The parents of the natural child regret their decision and use genetic manipulation for their next child. They constantly remind the oldest son of his possible flaws, pointing out that his heart can’t handle things, even though there was no proof of a heart condition with him. Valids have high-status jobs, but are always subject to urine and blood testing to ensure they’re genetically superior, and they are who they say they are.
And I’ll stop there…you should watch the movie, it’s a good one.
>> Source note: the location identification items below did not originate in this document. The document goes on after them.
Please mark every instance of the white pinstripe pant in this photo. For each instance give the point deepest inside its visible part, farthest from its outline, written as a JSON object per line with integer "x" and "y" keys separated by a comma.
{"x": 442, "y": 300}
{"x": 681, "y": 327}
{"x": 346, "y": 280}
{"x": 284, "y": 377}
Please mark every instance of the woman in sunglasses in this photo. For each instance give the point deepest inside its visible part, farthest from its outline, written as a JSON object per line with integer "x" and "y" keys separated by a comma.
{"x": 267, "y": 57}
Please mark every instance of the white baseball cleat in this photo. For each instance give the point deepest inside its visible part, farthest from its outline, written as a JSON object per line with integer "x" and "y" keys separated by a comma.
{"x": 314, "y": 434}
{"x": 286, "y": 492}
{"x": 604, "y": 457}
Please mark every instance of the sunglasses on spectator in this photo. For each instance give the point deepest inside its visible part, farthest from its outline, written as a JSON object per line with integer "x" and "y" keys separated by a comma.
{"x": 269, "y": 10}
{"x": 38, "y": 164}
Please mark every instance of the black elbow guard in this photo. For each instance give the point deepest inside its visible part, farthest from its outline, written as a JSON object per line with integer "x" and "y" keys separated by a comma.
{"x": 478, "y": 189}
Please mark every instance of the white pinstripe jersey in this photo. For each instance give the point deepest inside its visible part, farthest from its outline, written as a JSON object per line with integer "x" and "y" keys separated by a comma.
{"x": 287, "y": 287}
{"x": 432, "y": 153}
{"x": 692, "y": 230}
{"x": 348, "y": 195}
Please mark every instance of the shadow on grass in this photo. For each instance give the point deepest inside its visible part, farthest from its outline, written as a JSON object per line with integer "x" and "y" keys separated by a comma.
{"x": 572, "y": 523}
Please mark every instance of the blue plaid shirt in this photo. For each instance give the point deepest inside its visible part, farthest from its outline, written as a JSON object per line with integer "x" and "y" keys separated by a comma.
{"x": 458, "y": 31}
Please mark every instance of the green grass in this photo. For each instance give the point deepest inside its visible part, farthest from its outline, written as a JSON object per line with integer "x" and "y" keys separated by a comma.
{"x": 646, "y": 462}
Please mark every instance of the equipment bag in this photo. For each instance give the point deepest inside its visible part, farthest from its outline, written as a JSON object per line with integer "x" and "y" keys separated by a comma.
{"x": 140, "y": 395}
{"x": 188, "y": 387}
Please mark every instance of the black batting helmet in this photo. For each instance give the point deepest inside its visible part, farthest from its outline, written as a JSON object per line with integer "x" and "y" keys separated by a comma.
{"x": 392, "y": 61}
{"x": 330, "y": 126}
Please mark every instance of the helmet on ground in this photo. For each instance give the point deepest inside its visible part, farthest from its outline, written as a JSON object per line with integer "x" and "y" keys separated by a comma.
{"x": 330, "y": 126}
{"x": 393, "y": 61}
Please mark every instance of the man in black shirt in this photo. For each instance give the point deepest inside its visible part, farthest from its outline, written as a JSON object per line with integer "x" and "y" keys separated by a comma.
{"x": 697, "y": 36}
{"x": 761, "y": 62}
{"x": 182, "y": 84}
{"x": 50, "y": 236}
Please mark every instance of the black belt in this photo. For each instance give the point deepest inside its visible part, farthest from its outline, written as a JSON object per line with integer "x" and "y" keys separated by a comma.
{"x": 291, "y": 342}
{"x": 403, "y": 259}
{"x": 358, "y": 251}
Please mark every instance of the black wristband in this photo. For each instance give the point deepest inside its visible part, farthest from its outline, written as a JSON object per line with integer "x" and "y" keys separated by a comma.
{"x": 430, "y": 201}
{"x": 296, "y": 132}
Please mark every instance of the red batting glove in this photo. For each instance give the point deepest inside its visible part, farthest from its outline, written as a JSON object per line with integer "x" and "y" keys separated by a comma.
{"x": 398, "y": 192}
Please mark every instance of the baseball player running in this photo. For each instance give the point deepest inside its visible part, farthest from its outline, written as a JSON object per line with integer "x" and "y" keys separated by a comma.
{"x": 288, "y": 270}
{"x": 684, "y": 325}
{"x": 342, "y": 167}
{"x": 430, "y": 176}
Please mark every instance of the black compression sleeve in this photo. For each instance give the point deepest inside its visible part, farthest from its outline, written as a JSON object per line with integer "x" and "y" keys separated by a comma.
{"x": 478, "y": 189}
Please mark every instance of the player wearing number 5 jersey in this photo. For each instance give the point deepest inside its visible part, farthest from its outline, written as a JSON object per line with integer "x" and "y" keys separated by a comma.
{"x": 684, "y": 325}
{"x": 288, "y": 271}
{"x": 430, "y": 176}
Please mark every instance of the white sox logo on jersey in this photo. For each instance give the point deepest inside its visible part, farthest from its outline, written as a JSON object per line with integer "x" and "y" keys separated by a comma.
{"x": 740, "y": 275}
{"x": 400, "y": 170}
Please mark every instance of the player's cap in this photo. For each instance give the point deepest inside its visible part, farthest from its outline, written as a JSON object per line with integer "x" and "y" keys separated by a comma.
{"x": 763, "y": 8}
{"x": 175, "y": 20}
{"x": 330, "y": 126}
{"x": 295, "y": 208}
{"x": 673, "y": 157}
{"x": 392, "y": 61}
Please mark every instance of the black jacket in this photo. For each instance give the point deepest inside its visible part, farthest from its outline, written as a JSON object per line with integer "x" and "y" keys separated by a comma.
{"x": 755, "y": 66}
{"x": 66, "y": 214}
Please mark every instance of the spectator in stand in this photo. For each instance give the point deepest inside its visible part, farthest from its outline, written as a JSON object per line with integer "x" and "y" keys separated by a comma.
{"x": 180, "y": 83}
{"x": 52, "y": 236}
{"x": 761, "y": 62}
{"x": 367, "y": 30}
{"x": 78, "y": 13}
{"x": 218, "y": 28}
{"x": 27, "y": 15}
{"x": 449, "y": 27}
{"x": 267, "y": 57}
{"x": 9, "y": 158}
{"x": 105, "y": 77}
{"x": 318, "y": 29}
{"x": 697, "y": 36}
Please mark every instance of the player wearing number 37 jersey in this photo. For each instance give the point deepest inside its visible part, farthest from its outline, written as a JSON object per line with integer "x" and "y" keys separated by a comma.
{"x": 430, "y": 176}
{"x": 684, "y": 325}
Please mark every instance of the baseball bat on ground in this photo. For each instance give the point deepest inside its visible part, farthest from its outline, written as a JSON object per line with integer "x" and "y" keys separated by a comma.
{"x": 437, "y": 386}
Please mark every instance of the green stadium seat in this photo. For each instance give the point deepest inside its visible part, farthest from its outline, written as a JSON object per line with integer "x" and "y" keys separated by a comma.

My real point in discussing Gattaca is this idea of having the “perfect baby.” I remember attending a conference last year where one of the speakers was discussing the future of healthcare technology. She talked about physician holograms, mobile vitals collection, etc. But she also talked about the way future and the idea of “Designer Babies.” In essence, the same thing as Gattaca, and that the major issue for employers is how to balance the workplace when you have employees who are modified to be stronger, faster, smarter, etc., verses those who were born with basically the luck of the draw.
I’m sure the thought of having a 100% healthy baby appeals to pretty much everyone, right? I mean there’s a chance you’re on this blog because you’re experience is the opposite of that. The big question for me is this: let’s say we had this technology in place and we were able to have two completely healthy babies. What would that look like for me? No clue. Would it be easier? Yes. But I’ve said it a million times that I’ve been learning to turn this CHD thing into a meaningful thing. If everything was smooth sailing, would I be content with mindlessly coasting through life? Or would something else come up to give it meaning? Oh the crazy, crazy questions. What are your thoughts? Will we ever get to the world of “Designer Babies?” And will it spell the end for CHDs and other birth defects? Would we benefit from a “perfect” world?
The next thing that got me thinking is that if this technology suddenly comes to fruition in the very near future, that Nolan – and all my boys – would eventually have to compete in a world with genetically enhanced people. I’d hate to think my child would be marginalized merely because of his heart. Sometimes it’s our flaws that make us interesting, it’s our scars that share our stories.
My wife and I wanted 2 kids, max. We already had one, Hudson, who was 2 years old when Bekah’s home pregnancy test had the lovely plus sign. June 5th was the day after her birthday and she had an appointment with her doc. Since I started a new job, I didn’t think I’d get the time off to go, not to mention that I had to be at a Leadership Retreat that particular day. I do have to preface this story by saying that I don’t do well during the pregnancy experience: I freak out and get really nervous when it comes to doctors appointments. You hear all the time about bad news and I just didn’t know what I’d do if I got bad news at any of these appointments.
So you can imagine my terror when my wife texted me in the middle of one of my meetings and it simply said “Call me.” I excused myself and nervously dialed her number. She answered with a fairly happy tone: “Hey babe!” And then…I knew. I KNEW. TWINS. It had to be. And then she confirmed it…twins. And then my mind went NUTS. Are they sure? Twins. TWINS?! What?
After a short chat I returned to my seat in my meeting and was in a fog all day. I couldn’t stop thinking about things like how we’re supposed to afford twins, how we’ll never sleep again, how we’re supposed to fit them in our cars, etc. But I came home and Bekah showed me their little ultrasound, and in spite of all the worries, the only thing I said was, “I love them.”